Rachel Konieczny wrote on Twitter:
My entire fyp for absolutely no reason:
congratulations from the orange county clerk’s office #goodbyeconnie
Ernsberger shared a screenshot of comments from the TikTok videos.
“I don’t know how I got here, I don’t know why I am here but goodbye Connie I guess,” the person wrote.
Another commented, “Fly high Connie,” with a dove and crying-face emoji.
Connie Lawson Was Called ‘Indiana’s Own Iron Lady’ & Announced Her Resignation This Week
Local journalists speculated the retirement videos were intended for Connie Lawson, who announced her retirement as Secretary of State shortly before the videos were posted. Fox 59 called Lawson “Indiana’s own Iron Lady,” in a report following her resignation announcement February 15.
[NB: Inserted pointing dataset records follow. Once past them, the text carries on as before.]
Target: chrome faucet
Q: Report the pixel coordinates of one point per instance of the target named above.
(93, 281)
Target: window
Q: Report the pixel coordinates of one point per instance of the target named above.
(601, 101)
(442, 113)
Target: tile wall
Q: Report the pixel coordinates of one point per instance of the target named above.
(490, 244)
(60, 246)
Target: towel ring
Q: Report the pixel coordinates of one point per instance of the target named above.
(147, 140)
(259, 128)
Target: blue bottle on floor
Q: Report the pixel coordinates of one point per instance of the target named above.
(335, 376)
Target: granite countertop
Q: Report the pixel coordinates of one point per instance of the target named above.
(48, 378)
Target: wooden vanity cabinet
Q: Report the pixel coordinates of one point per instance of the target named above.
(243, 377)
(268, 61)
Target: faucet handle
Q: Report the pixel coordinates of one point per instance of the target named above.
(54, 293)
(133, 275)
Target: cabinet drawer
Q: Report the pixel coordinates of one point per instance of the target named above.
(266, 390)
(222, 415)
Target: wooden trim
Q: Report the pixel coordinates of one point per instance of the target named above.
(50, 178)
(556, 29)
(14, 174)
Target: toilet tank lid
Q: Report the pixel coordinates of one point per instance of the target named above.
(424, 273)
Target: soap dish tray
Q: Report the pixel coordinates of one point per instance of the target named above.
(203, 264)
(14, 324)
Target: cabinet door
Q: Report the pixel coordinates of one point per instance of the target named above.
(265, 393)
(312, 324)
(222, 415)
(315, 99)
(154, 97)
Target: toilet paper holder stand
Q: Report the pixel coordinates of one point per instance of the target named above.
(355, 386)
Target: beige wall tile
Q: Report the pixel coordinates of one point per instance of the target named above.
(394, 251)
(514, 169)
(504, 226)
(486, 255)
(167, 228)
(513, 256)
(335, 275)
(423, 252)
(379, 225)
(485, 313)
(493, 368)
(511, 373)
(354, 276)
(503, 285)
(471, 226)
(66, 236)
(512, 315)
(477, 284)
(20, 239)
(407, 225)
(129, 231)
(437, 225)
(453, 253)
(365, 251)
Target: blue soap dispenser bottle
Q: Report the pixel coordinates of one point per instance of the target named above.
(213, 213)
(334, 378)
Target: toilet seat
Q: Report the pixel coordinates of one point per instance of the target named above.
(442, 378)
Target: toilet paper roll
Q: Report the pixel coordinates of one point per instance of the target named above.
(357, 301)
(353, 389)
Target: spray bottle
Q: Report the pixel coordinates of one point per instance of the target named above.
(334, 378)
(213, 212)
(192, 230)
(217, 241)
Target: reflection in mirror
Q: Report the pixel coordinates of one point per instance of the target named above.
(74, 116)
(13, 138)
She worked in public service for 32 years and served as Secretary of State since 2012 when she was appointed by then Governor Mitch Daniels. The news station said she is the longest serving Secretary of State in Indiana history and Indiana’s 61st Secretary of State.
Lawson said in a statement:
I have dedicated the last 32 years of my life to public service. I have served with all of my heart and soul. It has been an honor to serve, but it is time for me to step down.
Like many Hoosiers, 2020 took a toll on me. I am resigning so I can focus on my health and my family. I will work with Governor Holcomb to ensure our next Secretary of State is up to the task and has the tools and resources to hit the ground running.